Cincinnati chili #2
8 Servings
Ingredients
Quantity | Ingredient | |
---|---|---|
1 | tablespoon | Oil |
½ | cup | Onions; chopped |
2 | pounds | Ground beef |
¼ | cup | Chili powder |
1 | teaspoon | Cinnamon |
1 | teaspoon | Cumin |
¼ | teaspoon | Allspice |
¼ | teaspoon | Cloves ground |
1 | Bay leaf | |
½ | ounce | Chocolate unsweetened |
2 | cans | Beef broth |
1 | can | Tomato sauce |
2 | tablespoons | Cider vinegar |
¼ | teaspoon | Ground red pepper |
Spaghetti; cooked | ||
Chedder cheese; grated |
Directions
Heat oil in a large saucepan over medium heat. Add onion and cook, stirring frequently, until tender, about 6 minutes.
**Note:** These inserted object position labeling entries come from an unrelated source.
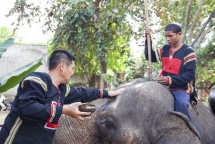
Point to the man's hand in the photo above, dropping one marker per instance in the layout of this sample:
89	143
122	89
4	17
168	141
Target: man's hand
73	111
163	80
148	31
115	93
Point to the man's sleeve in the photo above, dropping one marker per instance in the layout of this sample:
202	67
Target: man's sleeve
189	70
33	106
84	94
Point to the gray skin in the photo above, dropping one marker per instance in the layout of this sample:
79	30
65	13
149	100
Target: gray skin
143	113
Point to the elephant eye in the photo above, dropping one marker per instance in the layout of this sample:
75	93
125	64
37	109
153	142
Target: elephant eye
106	128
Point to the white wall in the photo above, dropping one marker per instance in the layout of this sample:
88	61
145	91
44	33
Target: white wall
20	55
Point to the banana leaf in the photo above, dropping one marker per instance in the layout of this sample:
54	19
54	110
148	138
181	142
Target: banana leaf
6	44
11	79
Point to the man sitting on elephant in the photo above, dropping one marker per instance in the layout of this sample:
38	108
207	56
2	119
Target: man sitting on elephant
178	66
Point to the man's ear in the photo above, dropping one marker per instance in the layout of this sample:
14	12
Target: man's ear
61	66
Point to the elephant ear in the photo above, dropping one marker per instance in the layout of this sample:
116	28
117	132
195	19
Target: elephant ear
185	118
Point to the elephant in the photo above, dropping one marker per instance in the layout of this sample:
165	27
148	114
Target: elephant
142	114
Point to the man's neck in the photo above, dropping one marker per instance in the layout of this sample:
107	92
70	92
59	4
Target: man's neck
177	46
55	78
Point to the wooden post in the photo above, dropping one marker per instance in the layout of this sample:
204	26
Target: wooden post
148	41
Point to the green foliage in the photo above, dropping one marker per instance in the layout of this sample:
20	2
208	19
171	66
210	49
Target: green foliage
206	65
99	31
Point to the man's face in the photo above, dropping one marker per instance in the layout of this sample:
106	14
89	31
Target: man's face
172	38
67	72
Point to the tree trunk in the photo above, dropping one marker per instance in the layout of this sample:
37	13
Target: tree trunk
187	19
200	3
103	83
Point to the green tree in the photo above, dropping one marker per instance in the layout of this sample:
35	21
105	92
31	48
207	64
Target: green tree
90	28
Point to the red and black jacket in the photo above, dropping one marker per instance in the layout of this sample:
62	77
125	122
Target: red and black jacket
36	110
180	68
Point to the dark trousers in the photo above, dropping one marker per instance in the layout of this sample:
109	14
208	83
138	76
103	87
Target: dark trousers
181	102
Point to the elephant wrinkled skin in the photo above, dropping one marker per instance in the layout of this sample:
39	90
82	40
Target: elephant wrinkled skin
142	114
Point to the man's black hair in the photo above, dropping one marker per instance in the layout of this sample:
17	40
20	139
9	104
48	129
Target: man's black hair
59	56
174	27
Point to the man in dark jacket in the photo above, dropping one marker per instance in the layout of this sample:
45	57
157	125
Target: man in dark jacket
42	98
178	66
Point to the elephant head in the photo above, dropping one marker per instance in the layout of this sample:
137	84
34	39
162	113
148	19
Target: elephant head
143	113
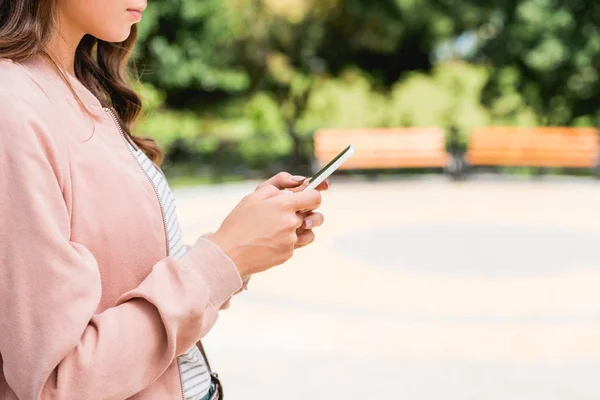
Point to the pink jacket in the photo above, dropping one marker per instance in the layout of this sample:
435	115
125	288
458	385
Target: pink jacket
90	306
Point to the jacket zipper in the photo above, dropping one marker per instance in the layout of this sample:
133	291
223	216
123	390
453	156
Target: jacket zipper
112	114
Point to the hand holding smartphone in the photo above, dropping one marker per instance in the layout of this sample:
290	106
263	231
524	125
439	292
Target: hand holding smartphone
330	168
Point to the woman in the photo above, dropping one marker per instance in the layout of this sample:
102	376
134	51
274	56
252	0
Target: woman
99	297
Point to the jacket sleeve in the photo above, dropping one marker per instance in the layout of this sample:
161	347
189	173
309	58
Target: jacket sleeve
53	343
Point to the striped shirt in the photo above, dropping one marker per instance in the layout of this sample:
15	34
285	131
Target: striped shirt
195	376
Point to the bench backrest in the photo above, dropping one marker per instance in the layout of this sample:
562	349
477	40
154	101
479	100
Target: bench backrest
535	147
380	148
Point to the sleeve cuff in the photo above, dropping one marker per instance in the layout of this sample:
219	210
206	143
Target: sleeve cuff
219	271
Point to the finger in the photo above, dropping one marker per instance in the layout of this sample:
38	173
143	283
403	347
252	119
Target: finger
266	192
307	200
284	180
300	188
305	239
313	220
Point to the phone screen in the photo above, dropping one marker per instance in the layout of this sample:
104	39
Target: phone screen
322	171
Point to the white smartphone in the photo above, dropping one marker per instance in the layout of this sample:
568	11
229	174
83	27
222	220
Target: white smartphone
330	168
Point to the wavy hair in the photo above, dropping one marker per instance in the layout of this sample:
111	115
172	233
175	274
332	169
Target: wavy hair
102	67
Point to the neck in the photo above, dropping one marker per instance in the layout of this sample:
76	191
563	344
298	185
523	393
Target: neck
62	46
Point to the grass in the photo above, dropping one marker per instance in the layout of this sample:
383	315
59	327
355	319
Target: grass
188	181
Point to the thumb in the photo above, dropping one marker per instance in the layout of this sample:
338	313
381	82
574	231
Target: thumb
266	192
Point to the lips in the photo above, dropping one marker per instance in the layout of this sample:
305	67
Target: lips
136	12
140	8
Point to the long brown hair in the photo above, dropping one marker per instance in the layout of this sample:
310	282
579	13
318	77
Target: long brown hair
102	67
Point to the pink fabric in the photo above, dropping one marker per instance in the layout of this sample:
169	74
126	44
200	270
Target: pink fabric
90	306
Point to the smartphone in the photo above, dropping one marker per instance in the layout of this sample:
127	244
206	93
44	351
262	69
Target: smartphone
330	168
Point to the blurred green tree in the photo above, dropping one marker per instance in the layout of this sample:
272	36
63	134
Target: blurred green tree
548	51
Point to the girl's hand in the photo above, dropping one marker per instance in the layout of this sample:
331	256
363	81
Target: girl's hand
262	231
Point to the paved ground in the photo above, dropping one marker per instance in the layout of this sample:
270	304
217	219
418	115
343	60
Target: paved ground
421	290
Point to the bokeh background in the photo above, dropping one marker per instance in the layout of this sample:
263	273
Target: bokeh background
418	286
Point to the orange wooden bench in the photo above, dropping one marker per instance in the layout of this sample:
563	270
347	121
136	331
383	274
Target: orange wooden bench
383	148
543	147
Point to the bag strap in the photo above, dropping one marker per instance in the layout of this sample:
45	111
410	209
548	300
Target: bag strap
201	348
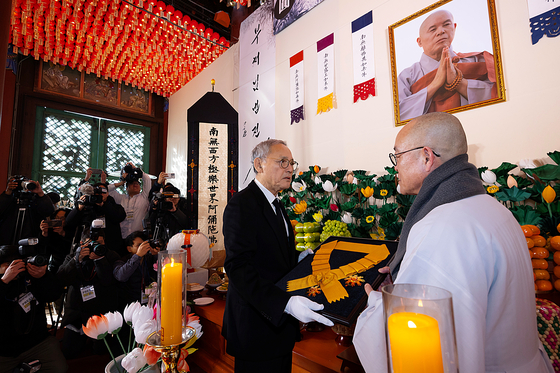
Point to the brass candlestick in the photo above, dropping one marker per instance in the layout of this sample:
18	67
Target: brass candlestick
170	354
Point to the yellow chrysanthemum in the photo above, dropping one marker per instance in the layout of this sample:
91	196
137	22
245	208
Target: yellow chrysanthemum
367	192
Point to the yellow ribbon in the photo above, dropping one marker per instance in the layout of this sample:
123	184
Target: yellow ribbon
327	278
325	104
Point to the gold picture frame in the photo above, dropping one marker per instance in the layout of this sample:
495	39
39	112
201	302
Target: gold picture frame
473	32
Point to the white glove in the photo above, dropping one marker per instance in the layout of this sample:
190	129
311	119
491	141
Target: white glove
303	254
302	309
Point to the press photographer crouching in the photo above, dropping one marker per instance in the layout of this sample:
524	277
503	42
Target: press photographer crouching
166	219
88	273
56	238
25	287
94	202
22	207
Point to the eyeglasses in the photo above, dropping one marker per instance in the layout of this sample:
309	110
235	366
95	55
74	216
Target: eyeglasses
284	163
393	156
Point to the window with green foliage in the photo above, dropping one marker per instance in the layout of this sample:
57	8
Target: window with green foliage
67	144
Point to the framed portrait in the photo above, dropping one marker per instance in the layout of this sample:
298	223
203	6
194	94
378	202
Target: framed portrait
446	57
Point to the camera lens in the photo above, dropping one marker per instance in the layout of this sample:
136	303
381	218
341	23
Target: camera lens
99	250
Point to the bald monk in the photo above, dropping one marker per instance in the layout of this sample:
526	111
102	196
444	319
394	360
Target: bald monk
443	79
458	238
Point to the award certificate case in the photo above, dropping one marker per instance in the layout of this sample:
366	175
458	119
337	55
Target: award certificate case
339	284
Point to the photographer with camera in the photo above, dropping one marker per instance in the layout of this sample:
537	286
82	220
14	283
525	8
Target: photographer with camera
135	271
135	202
58	242
88	273
166	219
25	288
96	203
22	207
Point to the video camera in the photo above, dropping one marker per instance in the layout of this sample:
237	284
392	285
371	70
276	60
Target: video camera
132	173
24	184
162	204
95	247
29	250
94	195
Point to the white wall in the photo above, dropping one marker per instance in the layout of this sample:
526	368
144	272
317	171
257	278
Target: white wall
360	135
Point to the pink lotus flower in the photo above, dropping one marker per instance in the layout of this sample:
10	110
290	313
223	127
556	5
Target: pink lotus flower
97	327
182	365
114	320
151	355
129	311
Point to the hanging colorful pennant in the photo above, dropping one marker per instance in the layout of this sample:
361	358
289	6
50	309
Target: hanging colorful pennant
296	87
543	15
325	71
362	47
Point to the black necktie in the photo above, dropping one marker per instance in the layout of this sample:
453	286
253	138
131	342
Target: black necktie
279	215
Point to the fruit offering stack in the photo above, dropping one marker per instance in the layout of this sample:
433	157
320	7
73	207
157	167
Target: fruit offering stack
335	228
539	255
307	235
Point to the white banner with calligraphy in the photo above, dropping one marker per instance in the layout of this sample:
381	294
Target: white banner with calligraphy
296	87
213	174
257	61
543	17
362	48
325	74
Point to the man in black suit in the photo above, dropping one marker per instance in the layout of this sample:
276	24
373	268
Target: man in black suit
260	250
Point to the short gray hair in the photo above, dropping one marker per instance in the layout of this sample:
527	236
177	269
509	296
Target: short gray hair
263	149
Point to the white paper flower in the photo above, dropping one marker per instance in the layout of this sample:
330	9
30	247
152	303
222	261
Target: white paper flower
142	315
488	177
115	321
129	311
511	182
346	217
197	327
134	361
299	187
142	332
527	163
329	187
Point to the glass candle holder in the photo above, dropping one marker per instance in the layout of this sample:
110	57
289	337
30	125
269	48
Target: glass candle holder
172	296
420	329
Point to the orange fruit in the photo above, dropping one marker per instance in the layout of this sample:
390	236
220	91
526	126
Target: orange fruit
557	257
544	285
555	242
540	252
557	271
541	274
534	229
539	240
528	232
539	263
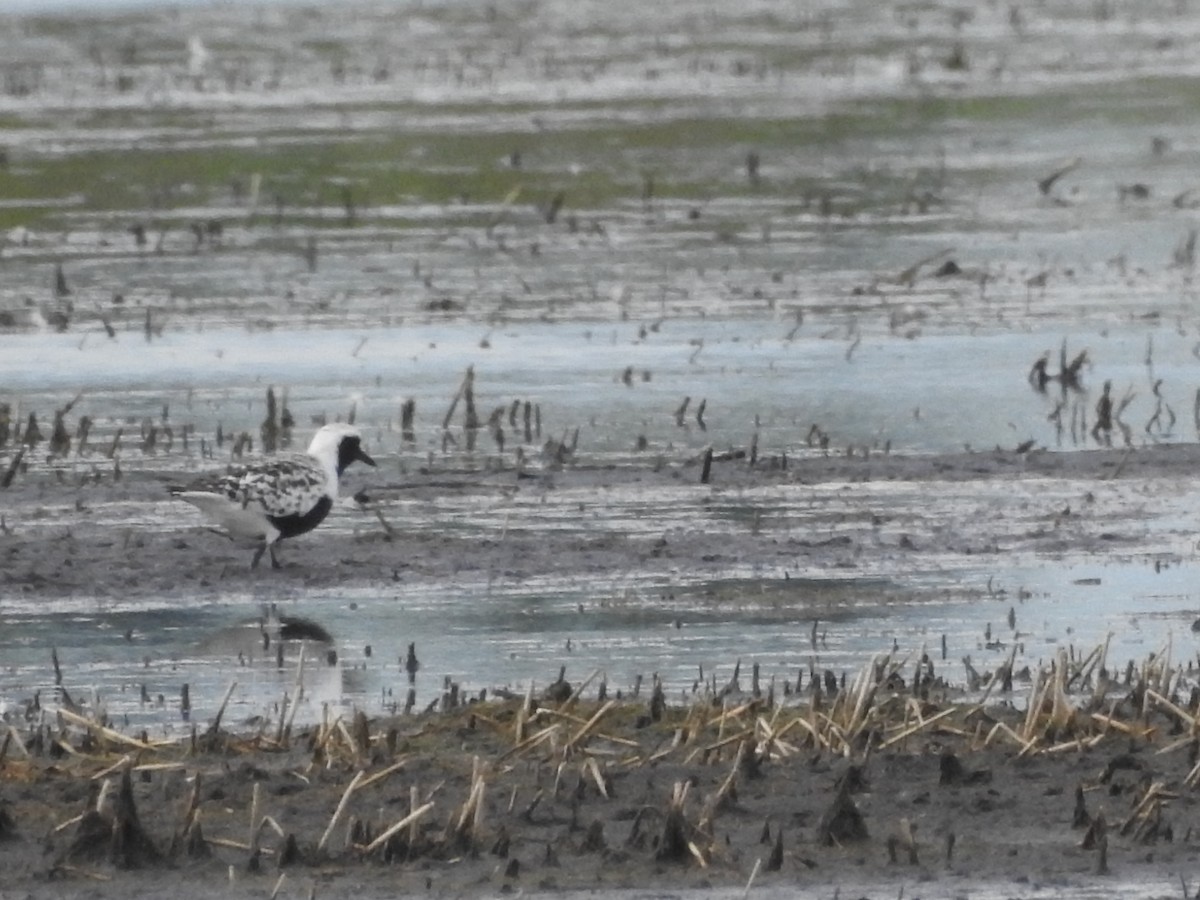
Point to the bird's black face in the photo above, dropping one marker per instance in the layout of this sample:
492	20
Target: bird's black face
351	450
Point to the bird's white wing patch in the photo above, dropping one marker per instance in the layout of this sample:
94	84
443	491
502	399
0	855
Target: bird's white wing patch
241	522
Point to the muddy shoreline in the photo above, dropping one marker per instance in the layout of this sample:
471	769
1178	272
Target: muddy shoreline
581	802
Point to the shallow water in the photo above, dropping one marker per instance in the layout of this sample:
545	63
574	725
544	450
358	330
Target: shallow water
391	141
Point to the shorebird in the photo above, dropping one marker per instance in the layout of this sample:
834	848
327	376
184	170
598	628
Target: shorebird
281	497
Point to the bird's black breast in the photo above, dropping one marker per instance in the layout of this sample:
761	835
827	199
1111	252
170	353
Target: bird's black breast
299	523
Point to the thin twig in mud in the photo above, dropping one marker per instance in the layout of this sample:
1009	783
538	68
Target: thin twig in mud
907	277
1047	184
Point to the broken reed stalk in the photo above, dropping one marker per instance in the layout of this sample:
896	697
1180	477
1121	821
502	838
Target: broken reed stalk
341	809
411	819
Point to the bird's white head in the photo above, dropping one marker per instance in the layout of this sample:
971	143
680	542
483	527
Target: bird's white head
337	445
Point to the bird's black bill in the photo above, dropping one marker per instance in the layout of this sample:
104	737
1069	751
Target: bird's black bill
348	451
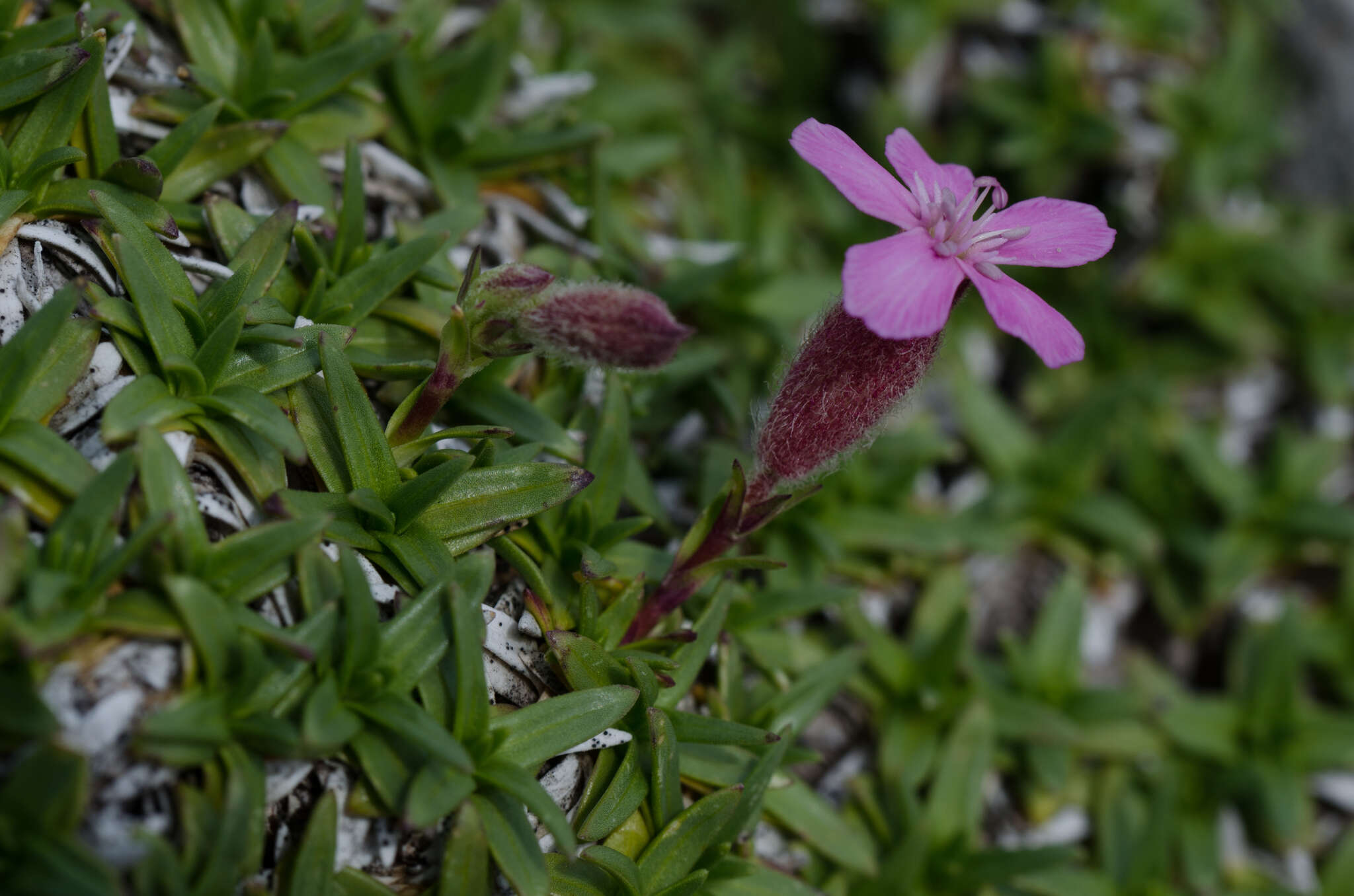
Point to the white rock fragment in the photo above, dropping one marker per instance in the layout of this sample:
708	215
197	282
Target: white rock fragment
93	391
204	266
539	93
63	237
607	738
504	640
515	207
121	99
662	248
182	445
528	626
508	684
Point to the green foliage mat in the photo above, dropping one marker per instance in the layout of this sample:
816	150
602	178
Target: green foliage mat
1059	632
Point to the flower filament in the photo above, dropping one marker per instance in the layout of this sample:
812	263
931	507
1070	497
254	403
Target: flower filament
953	231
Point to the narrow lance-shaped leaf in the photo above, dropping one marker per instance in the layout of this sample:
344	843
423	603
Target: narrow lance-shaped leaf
59	110
532	734
306	870
359	648
465	862
514	844
29	73
356	294
20	359
673	853
368	454
175	145
496	496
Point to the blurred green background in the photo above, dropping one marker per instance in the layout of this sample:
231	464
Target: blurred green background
1152	546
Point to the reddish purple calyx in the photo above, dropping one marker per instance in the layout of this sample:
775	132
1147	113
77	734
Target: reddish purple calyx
604	324
836	393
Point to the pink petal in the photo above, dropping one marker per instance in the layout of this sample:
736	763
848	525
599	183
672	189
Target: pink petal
857	176
1019	312
908	157
899	287
1062	233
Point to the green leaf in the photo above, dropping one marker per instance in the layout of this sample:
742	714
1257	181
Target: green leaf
307	868
692	727
415	640
11	201
323	73
41	168
955	804
293	170
692	655
465	862
810	693
22	359
488	497
664	784
608	451
188	731
617	865
52	461
467	620
623	795
352	217
71	198
754	788
523	787
58	111
364	449
236	559
174	147
356	294
46	790
155	281
359	613
214	354
33	72
325	723
512	842
688	885
210	628
405	719
571	877
260	414
435	792
584	662
139	175
674	850
532	734
208	37
143	402
416	496
168	490
218	153
489	400
809	815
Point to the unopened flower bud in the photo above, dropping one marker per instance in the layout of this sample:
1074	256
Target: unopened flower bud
836	393
604	324
496	301
506	287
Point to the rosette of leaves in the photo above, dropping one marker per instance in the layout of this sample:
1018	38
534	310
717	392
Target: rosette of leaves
411	520
194	359
285	77
37	370
54	93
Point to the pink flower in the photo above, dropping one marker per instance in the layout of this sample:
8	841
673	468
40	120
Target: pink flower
904	286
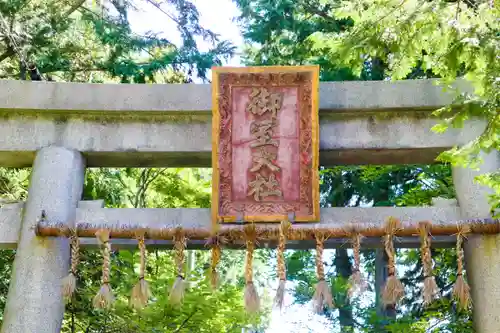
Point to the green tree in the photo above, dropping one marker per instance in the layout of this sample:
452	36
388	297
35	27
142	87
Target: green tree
456	41
70	41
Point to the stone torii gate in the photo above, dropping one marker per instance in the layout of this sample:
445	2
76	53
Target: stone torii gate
59	129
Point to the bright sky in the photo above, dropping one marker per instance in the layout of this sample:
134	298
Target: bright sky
218	15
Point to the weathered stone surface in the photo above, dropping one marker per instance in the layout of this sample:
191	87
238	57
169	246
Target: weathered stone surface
158	125
34	301
196	98
482	252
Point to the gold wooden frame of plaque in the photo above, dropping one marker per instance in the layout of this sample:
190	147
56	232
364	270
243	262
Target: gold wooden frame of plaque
304	78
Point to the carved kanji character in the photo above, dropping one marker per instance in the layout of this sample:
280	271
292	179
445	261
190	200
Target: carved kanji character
261	101
262	131
263	157
262	188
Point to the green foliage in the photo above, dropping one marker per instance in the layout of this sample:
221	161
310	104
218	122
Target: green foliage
455	41
72	41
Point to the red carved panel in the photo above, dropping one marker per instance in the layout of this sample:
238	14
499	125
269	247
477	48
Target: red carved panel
265	148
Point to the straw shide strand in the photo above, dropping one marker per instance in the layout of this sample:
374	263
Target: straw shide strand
280	292
461	289
322	295
141	292
251	297
69	282
394	290
104	298
177	292
431	289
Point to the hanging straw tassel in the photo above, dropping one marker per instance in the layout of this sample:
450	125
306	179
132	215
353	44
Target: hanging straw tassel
322	295
461	290
177	291
104	298
280	292
252	301
141	291
69	282
430	286
357	281
394	290
215	243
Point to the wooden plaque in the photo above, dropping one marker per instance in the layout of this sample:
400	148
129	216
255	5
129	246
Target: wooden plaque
265	144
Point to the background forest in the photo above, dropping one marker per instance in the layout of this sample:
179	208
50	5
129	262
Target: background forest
92	41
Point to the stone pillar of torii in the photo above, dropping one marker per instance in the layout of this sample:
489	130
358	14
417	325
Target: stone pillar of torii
35	302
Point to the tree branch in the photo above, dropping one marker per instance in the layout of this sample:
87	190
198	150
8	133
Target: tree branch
74	8
186	320
7	54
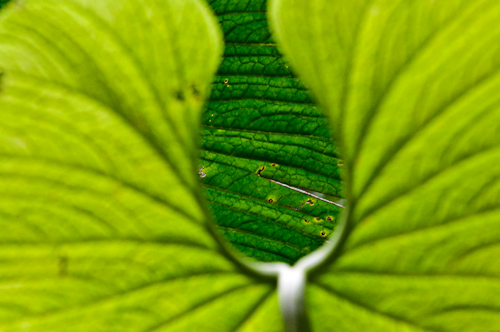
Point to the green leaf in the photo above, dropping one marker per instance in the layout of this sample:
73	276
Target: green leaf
412	90
267	152
103	225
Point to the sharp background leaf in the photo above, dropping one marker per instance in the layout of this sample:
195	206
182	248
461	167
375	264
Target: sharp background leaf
103	222
412	90
260	117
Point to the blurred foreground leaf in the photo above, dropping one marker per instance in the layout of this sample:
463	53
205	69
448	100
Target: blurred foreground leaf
103	226
412	90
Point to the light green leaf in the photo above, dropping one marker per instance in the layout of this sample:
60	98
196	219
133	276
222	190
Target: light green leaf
412	90
261	121
103	225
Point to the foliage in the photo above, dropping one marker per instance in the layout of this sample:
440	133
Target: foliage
105	227
260	125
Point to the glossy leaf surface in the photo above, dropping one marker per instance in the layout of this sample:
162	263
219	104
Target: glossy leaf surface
412	88
103	224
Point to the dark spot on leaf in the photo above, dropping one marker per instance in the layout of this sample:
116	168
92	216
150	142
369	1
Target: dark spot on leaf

Add beef, in batches if necessary, and cook, breaking up with a wooden spoon, until browned. Add remaining ingredients, except spaghetti and cheese. Stir to mix well. Bring to a boil. Reduce heat to low; cover and simmer 1½ hours, stirring occasionally. Best if you now refrigerate overnight. Remove the bay leaf. Reheat gently over medium heat. Serve over hot, drained spaghetti. Top with shredded cheddar cheese.